Passive Components

Bagley Polygon Divider

/BAG-lee POL-ee-gon dih-VY-der/
A planar N-way power divider that uses a closed-loop polygon of transmission line segments to split an input signal into N equal-amplitude, equal-phase outputs over multi-octave bandwidth. Output ports are placed at equally spaced vertices of a regular polygon (triangle for 3-way, square for 4-way). Segment impedance: Z0√N. Bandwidth ratios of 4:1 or wider are achievable, far exceeding conventional Wilkinson or hybrid designs. Used in wideband phased array feeds and EW antenna networks.
Category: Passive Components
Bandwidth: 4:1+ (multi-octave)
Amplitude Balance: ±0.5 dB typical

Understanding Bagley Polygon Dividers

The Bagley polygon divider was developed to overcome the fundamental bandwidth limitation of conventional quarter-wave power dividers. A standard Wilkinson divider achieves perfect match and isolation only at the design frequency and its odd harmonics, yielding roughly 1.5:1 usable bandwidth. The polygon topology solves this by creating a closed-loop structure where signals reach each output through two complementary paths (clockwise and counterclockwise around the ring). As frequency shifts, the changing electrical lengths of these paths maintain constructive interference at the output ports across a much wider band.

The polygon geometry naturally enforces amplitude and phase symmetry. For an N-way split, the polygon has N vertices with output ports and one input vertex. The total perimeter is approximately one wavelength at center frequency, and the segment impedance is set to Z0√N to satisfy the impedance matching conditions at each junction. Practical implementations in microstrip or stripline must account for junction discontinuities, substrate dispersion, and inter-segment coupling, particularly above 10 GHz where the polygon becomes electrically compact.

Design Equations

Segment Impedance (N-way split):
Zseg = Z0 × √N
3-way: Zseg = 50 × √3 = 86.6 Ω
4-way: Zseg = 50 × √4 = 100 Ω

Segment Electrical Length:
θseg = 360° / (N + 1) at center frequency

Ideal Split Loss:
Lsplit = 10 log10(N) dB
3-way: 4.77 dB; 4-way: 6.02 dB; 5-way: 6.99 dB

Bagley Polygon vs. Other N-Way Dividers

TopologyBandwidthAmplitude BalancePhase BalanceComplexityScalability
Bagley Polygon4:1+±0.5 dB±3°ModerateGood (N ≤ 6)
Wilkinson (single)1.5:1±0.2 dB±1°LowBinary only (2n)
Wilkinson (multi-section)3:1±0.3 dB±2°HighBinary only (2n)
Radial Divider10:1+±0.5 dB±2°HighExcellent (N ≤ 32)
Corporate (cascaded)2:1±0.5 dB±5°ModerateBinary only (2n)
Common Questions

Frequently Asked Questions

How does the Bagley polygon achieve wider bandwidth than Wilkinson dividers?

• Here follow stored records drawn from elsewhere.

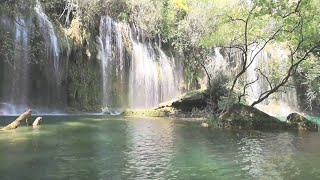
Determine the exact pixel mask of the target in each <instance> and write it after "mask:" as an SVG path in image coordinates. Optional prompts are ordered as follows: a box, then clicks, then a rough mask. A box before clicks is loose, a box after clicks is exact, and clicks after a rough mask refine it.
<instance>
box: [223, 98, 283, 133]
mask: <svg viewBox="0 0 320 180" xmlns="http://www.w3.org/2000/svg"><path fill="white" fill-rule="evenodd" d="M218 122H219V125H220V126H222V127H226V128H236V129H250V130H280V129H288V128H289V125H288V124H287V123H285V122H282V121H280V120H279V119H277V118H275V117H272V116H270V115H268V114H266V113H264V112H262V111H260V110H258V109H257V108H255V107H252V106H246V105H243V104H234V105H232V106H231V107H230V108H229V109H228V110H227V111H226V112H225V113H224V114H222V115H221V116H220V117H219V121H218Z"/></svg>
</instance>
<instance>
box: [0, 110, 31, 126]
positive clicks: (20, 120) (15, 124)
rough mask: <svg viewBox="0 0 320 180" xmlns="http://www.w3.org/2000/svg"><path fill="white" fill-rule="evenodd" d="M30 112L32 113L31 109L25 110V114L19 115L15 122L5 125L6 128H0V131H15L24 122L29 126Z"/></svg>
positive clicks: (24, 112) (12, 122) (23, 113)
mask: <svg viewBox="0 0 320 180" xmlns="http://www.w3.org/2000/svg"><path fill="white" fill-rule="evenodd" d="M31 112H32V110H31V109H29V110H27V111H26V112H24V113H23V114H21V115H20V116H19V117H18V118H17V119H16V120H14V121H13V122H12V123H10V124H9V125H7V126H6V127H4V128H2V129H1V130H2V131H6V130H12V129H16V128H17V127H18V126H19V125H20V124H21V122H23V121H26V122H27V124H29V123H30V122H31Z"/></svg>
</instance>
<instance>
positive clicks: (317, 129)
mask: <svg viewBox="0 0 320 180" xmlns="http://www.w3.org/2000/svg"><path fill="white" fill-rule="evenodd" d="M286 122H287V123H288V124H289V125H290V126H291V127H292V128H293V129H298V130H308V131H318V124H317V123H314V122H312V121H310V120H308V119H307V118H305V117H304V116H302V115H300V114H298V113H291V114H289V116H288V117H287V120H286Z"/></svg>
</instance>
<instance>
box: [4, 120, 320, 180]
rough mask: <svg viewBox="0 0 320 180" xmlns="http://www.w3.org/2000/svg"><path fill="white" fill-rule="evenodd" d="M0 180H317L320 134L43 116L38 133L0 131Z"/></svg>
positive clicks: (161, 123) (152, 120) (189, 123)
mask: <svg viewBox="0 0 320 180" xmlns="http://www.w3.org/2000/svg"><path fill="white" fill-rule="evenodd" d="M0 119H1V121H0V125H1V126H3V125H5V124H6V123H8V122H10V120H12V117H11V118H10V117H0ZM0 179H1V180H4V179H10V180H16V179H32V180H36V179H39V180H42V179H74V180H78V179H90V180H95V179H97V180H99V179H108V180H109V179H111V180H112V179H115V180H117V179H181V180H185V179H219V180H220V179H320V134H319V133H314V132H313V133H297V132H288V131H283V132H252V131H251V132H249V131H231V130H221V129H206V128H201V127H200V126H199V124H198V123H193V122H184V121H173V120H170V119H148V118H130V119H125V118H122V117H112V118H109V117H102V116H50V117H49V116H48V117H44V124H43V125H42V127H41V128H40V129H35V130H33V129H32V128H30V127H26V126H21V127H19V128H18V129H17V130H15V131H12V132H0Z"/></svg>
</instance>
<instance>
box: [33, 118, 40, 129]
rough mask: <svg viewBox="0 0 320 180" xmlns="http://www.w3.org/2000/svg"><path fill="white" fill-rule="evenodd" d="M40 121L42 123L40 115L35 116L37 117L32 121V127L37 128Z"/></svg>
mask: <svg viewBox="0 0 320 180" xmlns="http://www.w3.org/2000/svg"><path fill="white" fill-rule="evenodd" d="M41 123H42V117H37V118H36V119H35V120H34V121H33V123H32V126H33V128H38V127H39V126H40V124H41Z"/></svg>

The closed-loop polygon creates multiple resonant paths between input and each output. At any frequency, signals reach outputs through clockwise and counterclockwise paths. As frequency changes, the electrical lengths shift, but the polygon symmetry maintains constructive interference across a 4:1 or wider band, compared to the single quarter-wave resonance of a Wilkinson (1.5:1 bandwidth).

What determines the segment impedance?

For an N-way divider in a Z0 system, each polygon segment must have impedance Zseg = Z0√N. A 3-way in 50 Ω: 86.6 Ω. A 4-way: 100 Ω. For high N, the segment impedance becomes impractically high for microstrip (5-way: 111.8 Ω), often requiring stripline or suspended substrate where higher impedances are achievable.

Where are Bagley polygon dividers used?

Primary applications include wideband phased array feed networks for EW and SIGINT (2-18 GHz), broadband test fixtures for multi-port characterization, corporate feeds for Vivaldi antenna arrays, and multi-channel receiver front ends needing equal-phase wideband splitting. The planar topology integrates naturally into PCB antenna systems.